Rom · Nach der Ablehnung seiner Verfassungsreform durch die Italiener hat Regierungschef Matteo Renzi seinen Rücktritt angekündigt. Die Opposition fordert sofortige Neuwahlen.

 Matteo Renzi gibt auf einer Pressekonferenz seinen Rücktritt bekannt.

Matteo Renzi gibt auf einer Pressekonferenz seinen Rücktritt bekannt.

Foto: ap

"Meine Regierung endet hier", sagte der sichtlich niedergeschlagene Renzi in der Nacht zum Montag. Die Italiener hatten die von ihm vorangetriebene Verfassungsreform zuvor mit knapp 60 Prozent der Stimmen abgelehnt. Die drittgrößte Volkswirtschaft der Eurozone steht damit vor einer ungewissen politischen Zukunft.

Renzi will noch am Montagnachmittag bei Staatschef Sergio Mattarella seine Demission einreichen. Im Vorfeld hatte Renzi das Referendum auch zu einer Abstimmung über seine Regierung gemacht. Ob der 41-Jährige, der Italien rund tausend Tage regierte, nun auch den Vorsitz der Demokratischen Partei (DP) abgibt, blieb zunächst unklar.

Es wird damit gerechnet, dass Staatschef Mattarella nach Renzis Rücktritt eine Übergangsregierung einsetzt, die ein neues Wahlrecht ausarbeitet und das Land bis zur im Frühjahr 2018 geplanten Parlamentswahl führt. Als Favorit für den Posten des Regierungschefs wird Finanzminister Pier Carlo Padoan gehandelt.

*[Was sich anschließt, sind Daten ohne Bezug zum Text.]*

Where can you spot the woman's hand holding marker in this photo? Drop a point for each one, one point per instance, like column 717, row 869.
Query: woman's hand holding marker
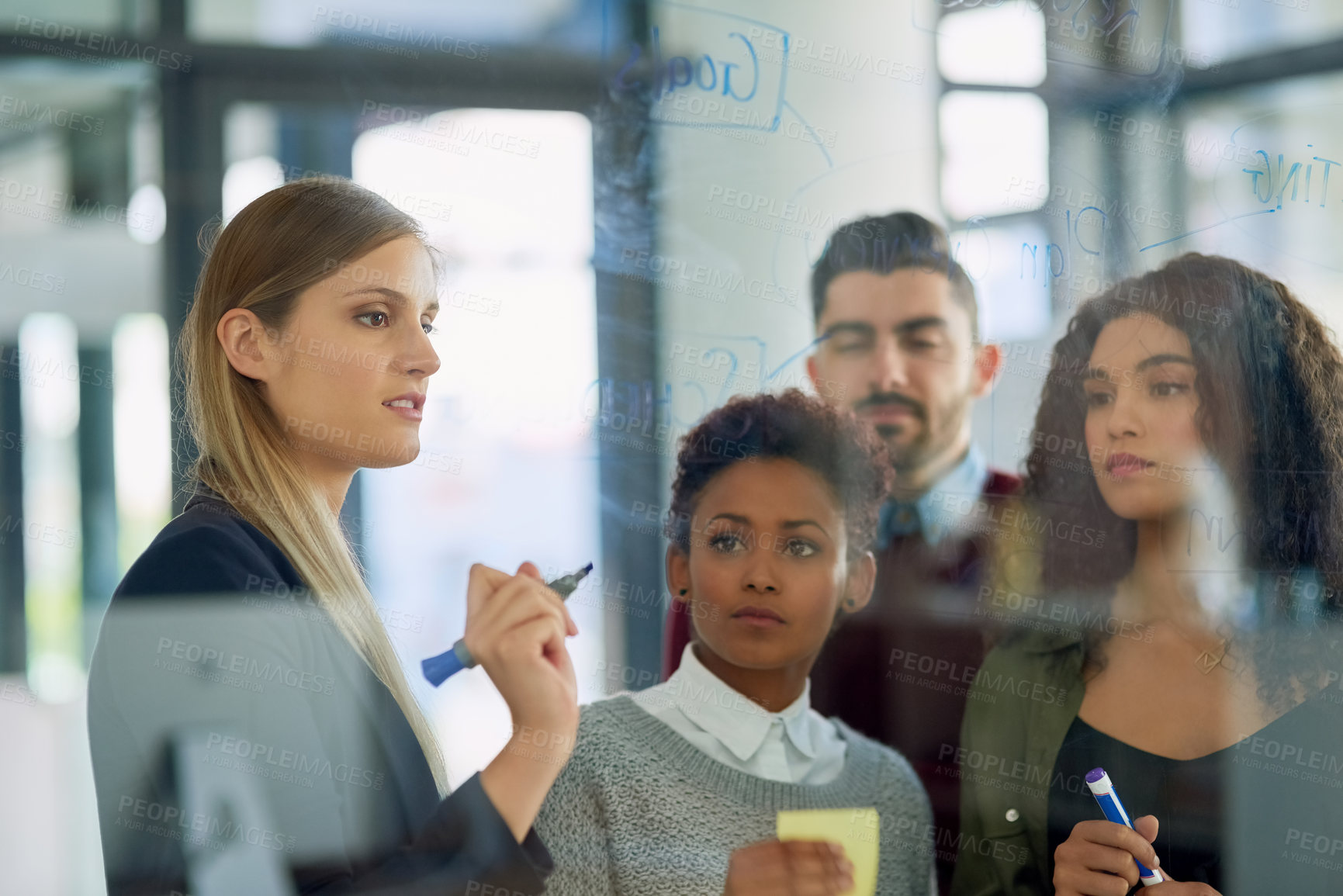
column 516, row 629
column 788, row 868
column 1100, row 859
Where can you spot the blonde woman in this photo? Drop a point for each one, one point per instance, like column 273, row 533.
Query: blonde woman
column 250, row 725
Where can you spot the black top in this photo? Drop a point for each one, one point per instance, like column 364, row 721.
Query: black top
column 1241, row 820
column 241, row 745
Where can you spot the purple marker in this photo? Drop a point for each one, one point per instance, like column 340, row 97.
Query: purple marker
column 1104, row 793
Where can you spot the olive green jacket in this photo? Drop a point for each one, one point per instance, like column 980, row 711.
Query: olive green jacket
column 1023, row 701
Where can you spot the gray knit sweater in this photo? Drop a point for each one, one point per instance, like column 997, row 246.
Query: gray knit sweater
column 639, row 811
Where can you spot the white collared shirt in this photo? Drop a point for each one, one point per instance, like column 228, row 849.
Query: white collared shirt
column 795, row 746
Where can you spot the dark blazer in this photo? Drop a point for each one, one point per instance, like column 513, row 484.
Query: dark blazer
column 241, row 745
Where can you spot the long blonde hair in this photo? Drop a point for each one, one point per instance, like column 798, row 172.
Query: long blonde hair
column 275, row 247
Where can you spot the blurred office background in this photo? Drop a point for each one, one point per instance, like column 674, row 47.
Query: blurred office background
column 630, row 196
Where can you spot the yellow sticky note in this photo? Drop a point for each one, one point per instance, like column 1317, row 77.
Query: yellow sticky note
column 858, row 831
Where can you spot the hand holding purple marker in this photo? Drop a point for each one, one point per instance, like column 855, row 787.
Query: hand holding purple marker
column 1104, row 793
column 441, row 668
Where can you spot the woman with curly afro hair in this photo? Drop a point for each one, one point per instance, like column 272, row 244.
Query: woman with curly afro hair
column 1175, row 618
column 677, row 789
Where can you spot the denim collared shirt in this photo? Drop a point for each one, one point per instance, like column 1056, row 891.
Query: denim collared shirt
column 938, row 510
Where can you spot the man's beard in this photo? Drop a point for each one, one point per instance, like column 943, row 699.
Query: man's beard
column 929, row 441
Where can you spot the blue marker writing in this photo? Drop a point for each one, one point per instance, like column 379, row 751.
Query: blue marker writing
column 441, row 668
column 1104, row 793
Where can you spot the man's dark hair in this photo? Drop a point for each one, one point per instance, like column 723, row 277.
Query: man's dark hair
column 892, row 242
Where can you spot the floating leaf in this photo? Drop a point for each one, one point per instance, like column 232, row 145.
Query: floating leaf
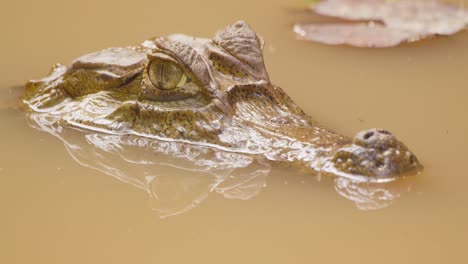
column 391, row 22
column 359, row 35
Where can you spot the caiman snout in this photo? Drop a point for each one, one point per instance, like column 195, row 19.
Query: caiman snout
column 375, row 153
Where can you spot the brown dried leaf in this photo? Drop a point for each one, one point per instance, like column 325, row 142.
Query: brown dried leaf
column 401, row 21
column 359, row 35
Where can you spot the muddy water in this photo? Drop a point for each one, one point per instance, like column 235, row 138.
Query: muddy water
column 62, row 204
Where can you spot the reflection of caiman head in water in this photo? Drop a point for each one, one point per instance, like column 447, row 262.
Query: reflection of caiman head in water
column 179, row 176
column 209, row 92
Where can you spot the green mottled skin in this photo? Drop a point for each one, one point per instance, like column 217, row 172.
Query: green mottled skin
column 213, row 92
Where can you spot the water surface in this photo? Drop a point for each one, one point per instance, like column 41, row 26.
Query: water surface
column 59, row 208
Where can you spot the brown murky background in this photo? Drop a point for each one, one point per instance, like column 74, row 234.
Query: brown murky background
column 57, row 211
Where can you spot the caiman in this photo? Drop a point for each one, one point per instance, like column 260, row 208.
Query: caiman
column 211, row 92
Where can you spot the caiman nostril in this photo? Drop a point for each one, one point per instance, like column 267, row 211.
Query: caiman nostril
column 368, row 135
column 374, row 138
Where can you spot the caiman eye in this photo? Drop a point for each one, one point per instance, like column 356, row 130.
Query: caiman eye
column 165, row 75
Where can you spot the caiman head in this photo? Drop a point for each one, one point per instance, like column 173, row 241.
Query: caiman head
column 214, row 92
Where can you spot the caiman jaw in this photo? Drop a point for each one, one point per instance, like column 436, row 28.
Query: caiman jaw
column 374, row 154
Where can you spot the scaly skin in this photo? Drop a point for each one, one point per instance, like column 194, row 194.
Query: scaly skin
column 209, row 92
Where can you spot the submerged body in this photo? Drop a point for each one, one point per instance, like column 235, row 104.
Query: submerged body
column 212, row 92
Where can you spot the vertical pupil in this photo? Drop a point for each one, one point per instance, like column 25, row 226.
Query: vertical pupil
column 165, row 74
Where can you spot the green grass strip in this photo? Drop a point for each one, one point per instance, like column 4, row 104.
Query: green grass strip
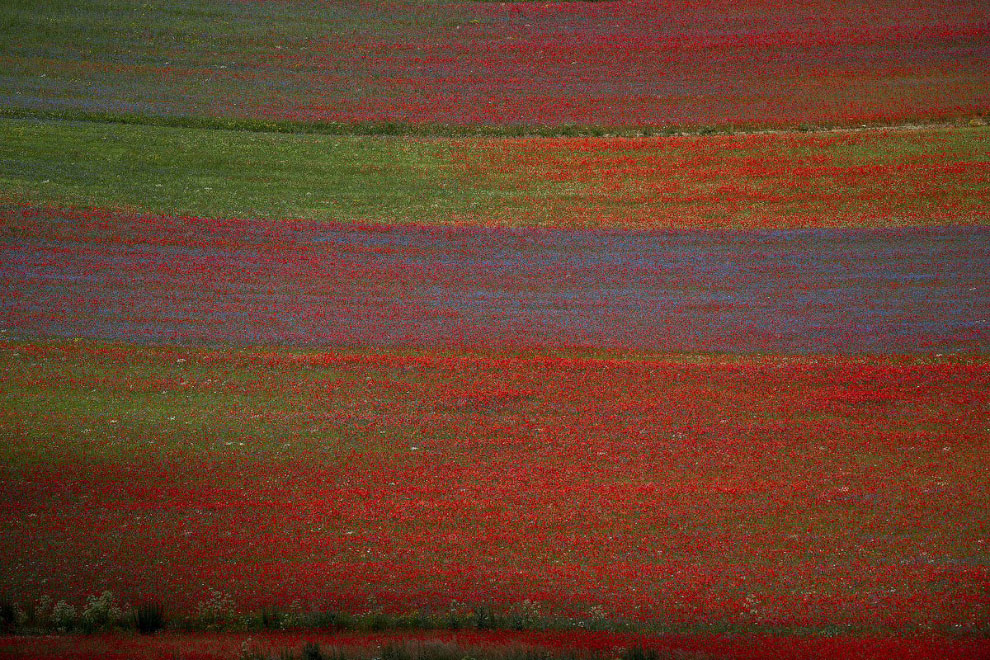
column 397, row 129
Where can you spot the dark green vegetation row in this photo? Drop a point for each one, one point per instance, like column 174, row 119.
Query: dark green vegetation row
column 879, row 177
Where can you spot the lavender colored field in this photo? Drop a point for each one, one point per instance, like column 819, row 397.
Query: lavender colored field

Als unwahrscheinlich gilt, dass Mattarella vorgezogene Neuwahlen ansetzt, wie es die Opposition fordert. Diese sind derzeit kaum möglich, weil zunächst das Wahlgesetz reformiert werden muss.

Italien könne es sich nicht erlauben, vor Neuwahlen monatelang über ein neues Wahlrecht zu diskutieren, erklärte am Montag dagegen der Chef der rechtspopulistischen Lega Nord, Matteo Salvini. Die Protestbewegung Fünf Sterne (M5S) des Populisten Beppe Grillo forderte ebenfalls, die Italiener sollten nun "so schnell wie möglich" wählen. Die Fünf-Sterne-Bewegung könnte bei Neuwahlen stärkste Kraft werden. Sie will ein Referendum über die Euro-Zugehörigkeit Italiens abhalten lassen.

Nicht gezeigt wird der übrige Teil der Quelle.